Cinco lustros más tarde, hoy, Augusto Figueroa se ha cubierto de banderas como si fuera la 'Rue Montorgueil' -casi-, un palio de colores que al viento no solo da sombra, da paz. Las aceras se estiran y la música campa en el aire; y en las orejas; y en los pies -con o sin alzas-. Virginia y Teresa tienen hijos libres y siguen cantando ABBA; yo, el bigote negro, la barba con canas y el 'Noa, Noa' de Massiel como fondo sonoro. Hay fiesta, sueños; e incluso quien dice que no es para tanto, que no hace falta exhibir. Que todo está conseguido, alcanzado. No es cierto. Hemos llegado a una cumbre, sí; quedan más.

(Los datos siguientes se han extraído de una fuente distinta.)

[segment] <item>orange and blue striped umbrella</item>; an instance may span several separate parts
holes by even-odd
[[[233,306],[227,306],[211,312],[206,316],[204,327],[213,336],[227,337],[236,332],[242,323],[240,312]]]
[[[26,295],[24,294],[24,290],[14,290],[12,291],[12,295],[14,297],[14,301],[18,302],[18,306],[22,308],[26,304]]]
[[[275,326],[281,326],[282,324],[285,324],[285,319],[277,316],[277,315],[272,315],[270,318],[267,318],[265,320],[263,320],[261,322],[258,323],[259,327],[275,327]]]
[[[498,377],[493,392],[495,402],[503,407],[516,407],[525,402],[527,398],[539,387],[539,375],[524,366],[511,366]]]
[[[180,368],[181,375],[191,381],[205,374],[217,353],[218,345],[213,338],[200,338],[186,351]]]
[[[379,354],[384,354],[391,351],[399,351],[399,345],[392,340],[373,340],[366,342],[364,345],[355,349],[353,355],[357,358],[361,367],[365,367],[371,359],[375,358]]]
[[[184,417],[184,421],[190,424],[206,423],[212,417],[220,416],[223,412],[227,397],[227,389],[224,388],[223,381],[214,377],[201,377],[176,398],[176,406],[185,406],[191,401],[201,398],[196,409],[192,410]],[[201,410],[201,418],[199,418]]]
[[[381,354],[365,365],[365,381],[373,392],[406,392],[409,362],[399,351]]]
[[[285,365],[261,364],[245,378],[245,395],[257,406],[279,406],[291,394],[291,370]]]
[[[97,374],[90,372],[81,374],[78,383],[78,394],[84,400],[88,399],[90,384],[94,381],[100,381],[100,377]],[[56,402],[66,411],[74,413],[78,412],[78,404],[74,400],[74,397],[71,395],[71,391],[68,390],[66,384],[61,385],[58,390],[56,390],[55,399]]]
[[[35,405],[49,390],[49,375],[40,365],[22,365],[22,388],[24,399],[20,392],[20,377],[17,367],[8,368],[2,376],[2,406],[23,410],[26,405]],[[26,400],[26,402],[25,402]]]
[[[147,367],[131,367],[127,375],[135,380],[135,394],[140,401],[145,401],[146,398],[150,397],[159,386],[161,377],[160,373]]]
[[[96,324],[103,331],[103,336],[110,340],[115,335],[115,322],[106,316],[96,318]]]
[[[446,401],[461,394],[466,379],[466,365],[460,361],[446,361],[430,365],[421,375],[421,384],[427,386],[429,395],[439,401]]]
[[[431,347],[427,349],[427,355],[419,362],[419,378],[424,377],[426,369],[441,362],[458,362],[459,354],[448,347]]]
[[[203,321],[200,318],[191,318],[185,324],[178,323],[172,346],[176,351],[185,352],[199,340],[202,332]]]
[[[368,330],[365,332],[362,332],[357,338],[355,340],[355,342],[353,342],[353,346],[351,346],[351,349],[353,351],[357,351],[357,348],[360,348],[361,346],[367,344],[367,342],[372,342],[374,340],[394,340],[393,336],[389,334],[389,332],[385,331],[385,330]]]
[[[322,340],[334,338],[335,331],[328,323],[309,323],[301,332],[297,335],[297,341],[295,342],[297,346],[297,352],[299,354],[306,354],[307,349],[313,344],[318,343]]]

Y nos debemos volver muro -como en 'El sueño de una noche de verano'- para que no se cuelen los malos, para no dar ni un paso atrás -ni siquiera a un lado-. Para que, igual que Tisbe, podamos siempre hablar de amor; del verdadero -que son todos-. Y sentirlo. Dicen que no hay nada más grande que el amor. También por uno mismo. Por eso es tan importante esta fiesta, porque restaña las heridas del pasado. Ese que nos hizo pasar por locos, “vagos y maleantes”, verdugos o “raza maldita”, sodomitas y degenerados, “peor que bestias”. El mismo que a mí me arrinconó en un patio de un colegio público por ser distinto, mientras me decían “marica”; porque no eran los otros niños los que me acosaban, era su tiempo -inmensamente confundido-, lo poco de verdad que les habían transferido. Ahora que son ellos quienes educan para el futuro que no olviden que erraban. Que no insistan en la afrenta -porque duele. Mucho. Créanme-.

placeholder En el Orgullo de Madrid
En el Orgullo de Madrid

En Chueca, encaramados a uno de esos muros medianeros del Madrid que llamaban de “chisperos”, casi siempre al sol -porque en Madrid el sol brilla incluso de noche-, una familia de osos que bien podían pasar por pardos se erige en torre uno detrás de otro; como en un juego de matrioskas desplegado, desinhibido. Ayer mismo paseaba bajo su plantígrado mirar a la vez que me topaba con un grupo de señoras con carrito hablando de esas cosas que importan más que mucho; sus cosas -que casi siempre son las de todos-. Pasó un coche sin capota, un taxi sin aire y una pareja de amantes cosida fuerte por las manos. Que fueran dos chicos no tiene más importancia que la del amor revelado -que es mucha-. Que fueran dos chicos muy jóvenes me hizo sentir bien. Y nostalgia. Y mayor -muy-. La primera vez que me perdí en Chueca no tenía dieciocho. Había contestado a un anuncio por palabras de la sección de contactos de un periódico que, supongo, sería El País -mi padre todavía decía ser socialista-. Llamé al número que aparecía impreso -aprovechando que no había nadie en casa-, dejé un mensaje en un buzón que se convirtió en cita. Eduardo. Enfermero. Solo un poco menos joven que yo. Más bajo. Fuimos a un resto, hoy borrado, del Madrid que fue pueblo, Acuarela; una casita pintada de azul con ventanas a la calle y velas cortas repartidas por las mesas de mármol. Pedí un café. Me encomendé a San Antón -vecino y animalista-. Intenté no parecer nervioso, asustado. Hablé poco. Fui yo.